Bikur Cholim: A Caring Community for Jewish Patients at Mayo

For patients at the Mayo Clinic in Rochester facing serious illness far from home, emotional and spiritual support is a vital part of their care. Jewish patients and their families can find a warm and welcoming sanctuary in the care of Rabbi Michelle Werner and her congregation, B’nai Israel Synagogue.


The Rochester Chaplaincy program, which has received funding from St. Paul Jewish Federation for more than a decade, attends to the needs of Jewish patients by bridging the gap between their practical and spiritual needs. Not only does Rabbi Werner serve as a chaplain at Mayo, she connects families with B’nai Israel congregants who embrace and welcome them.  


Rabbi Werner also serves in a teaching role, educating staff on various aspects of Judaism and Jewish grieving practices. Mayo’s Jewish patient population is oftentimes larger than Rochester’s Jewish population.


“We think it’s incredible that the Federation supports us, and we are grateful.” 


In some situations, Rabbi Werner and her congregation provide a shiva minion for patients whose relatives have passed away, but who are unable to return home for the funeral.  Recently, this was provided for a Jewish medical student whose mother passed away.


The rabbi and congregation go beyond visiting patients in the hospital by creating community for people during a most agonizing time in their lives.  

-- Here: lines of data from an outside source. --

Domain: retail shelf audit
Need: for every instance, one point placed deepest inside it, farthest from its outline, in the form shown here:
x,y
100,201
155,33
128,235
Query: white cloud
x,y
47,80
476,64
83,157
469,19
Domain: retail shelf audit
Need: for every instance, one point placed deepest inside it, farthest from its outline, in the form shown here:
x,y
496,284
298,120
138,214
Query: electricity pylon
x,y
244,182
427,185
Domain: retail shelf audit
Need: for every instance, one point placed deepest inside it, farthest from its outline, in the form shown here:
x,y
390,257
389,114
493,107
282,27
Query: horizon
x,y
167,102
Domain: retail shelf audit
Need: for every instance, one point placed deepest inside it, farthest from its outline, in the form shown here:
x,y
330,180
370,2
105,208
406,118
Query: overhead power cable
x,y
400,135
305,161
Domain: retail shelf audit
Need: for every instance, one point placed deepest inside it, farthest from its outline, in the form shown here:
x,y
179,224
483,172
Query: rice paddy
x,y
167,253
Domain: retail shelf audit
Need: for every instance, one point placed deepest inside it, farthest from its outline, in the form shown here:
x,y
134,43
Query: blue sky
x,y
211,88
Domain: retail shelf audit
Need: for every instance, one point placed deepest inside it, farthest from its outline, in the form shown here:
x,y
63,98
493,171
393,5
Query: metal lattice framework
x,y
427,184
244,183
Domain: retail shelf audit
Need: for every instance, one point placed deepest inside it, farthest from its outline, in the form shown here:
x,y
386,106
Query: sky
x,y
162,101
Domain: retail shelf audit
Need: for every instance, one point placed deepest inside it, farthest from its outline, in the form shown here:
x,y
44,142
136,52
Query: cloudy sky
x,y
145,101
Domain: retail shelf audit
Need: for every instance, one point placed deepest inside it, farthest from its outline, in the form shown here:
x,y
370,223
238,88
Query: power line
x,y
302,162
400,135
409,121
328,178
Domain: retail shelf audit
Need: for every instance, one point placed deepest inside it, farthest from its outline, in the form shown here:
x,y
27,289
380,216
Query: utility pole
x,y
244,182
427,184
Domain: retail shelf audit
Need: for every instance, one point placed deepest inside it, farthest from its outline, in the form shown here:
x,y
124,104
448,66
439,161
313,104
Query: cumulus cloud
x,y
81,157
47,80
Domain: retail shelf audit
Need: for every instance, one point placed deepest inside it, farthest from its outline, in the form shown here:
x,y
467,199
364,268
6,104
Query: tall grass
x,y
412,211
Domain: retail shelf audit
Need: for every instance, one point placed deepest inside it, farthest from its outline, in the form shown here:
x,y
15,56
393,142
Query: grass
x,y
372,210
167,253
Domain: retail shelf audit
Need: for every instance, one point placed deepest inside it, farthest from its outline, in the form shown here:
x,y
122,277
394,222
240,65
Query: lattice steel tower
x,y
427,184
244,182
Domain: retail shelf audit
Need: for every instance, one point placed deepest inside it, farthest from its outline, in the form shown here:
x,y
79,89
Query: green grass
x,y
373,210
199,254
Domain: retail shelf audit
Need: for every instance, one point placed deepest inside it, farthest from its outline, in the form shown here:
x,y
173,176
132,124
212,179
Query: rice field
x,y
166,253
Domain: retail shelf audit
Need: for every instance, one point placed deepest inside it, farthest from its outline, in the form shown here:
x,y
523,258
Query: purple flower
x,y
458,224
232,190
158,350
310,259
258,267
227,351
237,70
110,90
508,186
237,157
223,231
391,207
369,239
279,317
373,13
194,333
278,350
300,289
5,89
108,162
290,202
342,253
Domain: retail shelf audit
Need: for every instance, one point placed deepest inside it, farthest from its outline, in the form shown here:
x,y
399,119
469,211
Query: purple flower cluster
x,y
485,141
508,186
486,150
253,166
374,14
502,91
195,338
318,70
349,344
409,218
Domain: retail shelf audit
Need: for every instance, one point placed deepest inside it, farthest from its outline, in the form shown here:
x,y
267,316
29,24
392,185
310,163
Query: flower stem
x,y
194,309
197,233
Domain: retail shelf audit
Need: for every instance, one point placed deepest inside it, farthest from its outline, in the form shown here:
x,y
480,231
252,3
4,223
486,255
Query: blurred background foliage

In one instance, the congregation welcomed an Israeli family that was in Rochester so that the family patriarch could receive treatment for a brain tumor. B’nai Israel arranged and paid for accommodations, met with the family, provided orientation to the city, and brought them food from Israel. 

During Passover, the synagogue included them in their Passover seder where the father/patient spoke about how much it meant to him to be part of a Jewish ritual in this otherwise difficult circumstance. As it turned out, they shared with him his last Passover seder, and when he passed away, his family reached out to his “American Jewish family,” to share the sad news.

Rabbi Werner gets notes of appreciation frequently.  One former patient wrote, “We found ourselves delayed at Mayo over Yom Kippur and very much appreciate your welcoming us to your synagogue for Kol Nidre. We loved your warm and inspiring congregation and especially enjoyed Rabbi Werner’s sermon.  Thank you for giving us a place to worship for the holidays.”


“This is who we are,” said Rabbi Werner. “We think it’s incredible that the Federation supports us, and we are grateful.” If you or someone you know wishes to connect with Rabbi Werner while at Mayo, please contact her at


-- Lisa Pogoff

Lisa Pogoff is a freelancer writer who lives in Minneapolis.

Acts of Lovingkindness

Ron Menaker believes he’s a better person for undertaking acts of lovingkindness. An operations administrator at Mayo Clinic and a member of Rochester’s B’nai Israel, Ron is one of the congregation’s many members who have taken up the call 
to welcome out-of-town (and out-of-country) patients. 
“Rabbi Werner called me about a patient who was having an extended stay and asked if I was willing to make a visit,” explained Ron. The patient and his family had come from Mexico City and ended up staying in Rochester for a year. 
“We developed an extensive friendship,” Ron said. “I visited him every day in the early days,” and then, after the patient was discharged, “every week at their apartment.” 
With a shared business background, the two hit it off. “And we connected the spouses as well,” said Ron. 
After the patient and his family left Rochester, they would return yearly for check-ups. “They would stay at our house. It moved from chaplaincy to friendship,” said Ron. The families shared many meals together and discussions. “Our home was their second home. We extended ourselves as family to them.”  
When visiting Mexico for the patient’s son’s wedding, Ron and his wife Linda were introduced to friends and family as the “Rochester Angels.” 
“It made me understand more about tikkun olam, what I can do as a person, as a member of an international community,” Ron commented. 
B’nai Israel’s mission of reaching out to out-of-town patients in their time of need gives its members an opportunity to express their Jewish values.  “This,” Ron commented, “was the most meaningful experience I’ve had in my Jewish faith.”